Nella scena lucana Maria ascolta e riflette; non parla. Diventa però l’icona di quella relazione di fiducia che è alla base della cura dei malati. Così “la malattia… diventa l’occasione di un incontro che ci cambia, la scoperta di una roccia incrollabile a cui scopriamo di poterci ancorare per affrontare le tempeste della vita” (Messaggio per la XXXIV Giornata mondiale del malato). Lo sguardo è quello che cura ancor prima delle medicine e pone l’altro in condizione di dolore in una situazione che non è più di isolamento. Oggi la slow medicine è quella forma di aiuto che sa ritrovare lo sguardo, la vicinanza, la cura a partire dalla relazione che si stabilisce tra le persone. Non è la “visita del dottore” la sua, ma una prolungata forma di assistenza. Possiamo immaginare Maria che compie le faccende domestiche: pranzo, pulizie, bucato, tessitura per preparare quanto occorre al nascituro. Fa un po’ da infermiera e un po’ da levatrice – compiti tipicamente femminili – nel mentre consola Zaccaria, parlandogli della misericordia del Padre. “I luoghi in cui si soffre sono spesso luoghi di condivisione, in cui ci si arricchisce a vicenda.

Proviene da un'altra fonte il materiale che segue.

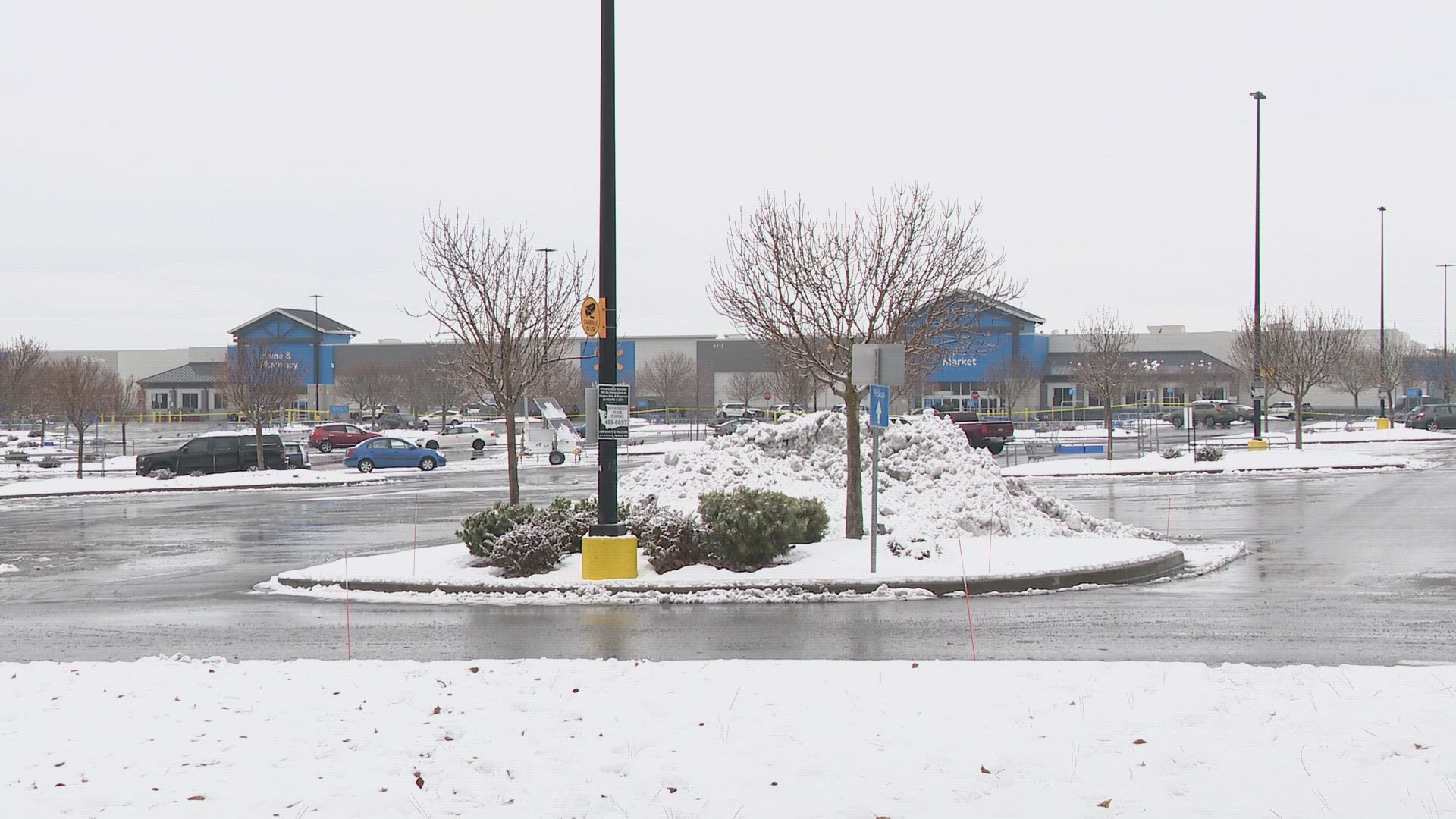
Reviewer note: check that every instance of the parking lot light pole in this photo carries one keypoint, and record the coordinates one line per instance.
(1258, 360)
(1386, 397)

Quante volte, al capezzale di un malato, si impara a sperare! Quante volte, stando vicino a chi soffre, si impara a credere! Quante volte, chinandosi su chi è nel bisogno, si scopre l’amore!” (Ivi) C’è un bellissimo quadro “The doctor” del pittore Luke Fildes che raffigura un medico vittoriano che osserva la fase critica di un bambino mentre i genitori guardano impotenti dalla periferia. E’ stato usato per rappresentare i valori del medico ideale e le inadeguatezze della professione medica. Ciò che conta è lo sguardo che si fa carico della persona. E’ di questo sguardo che abbiamo bisogno giacché di una “levatrice” c’è sempre bisogno, quando si entra e quando si esce. Dalla vita.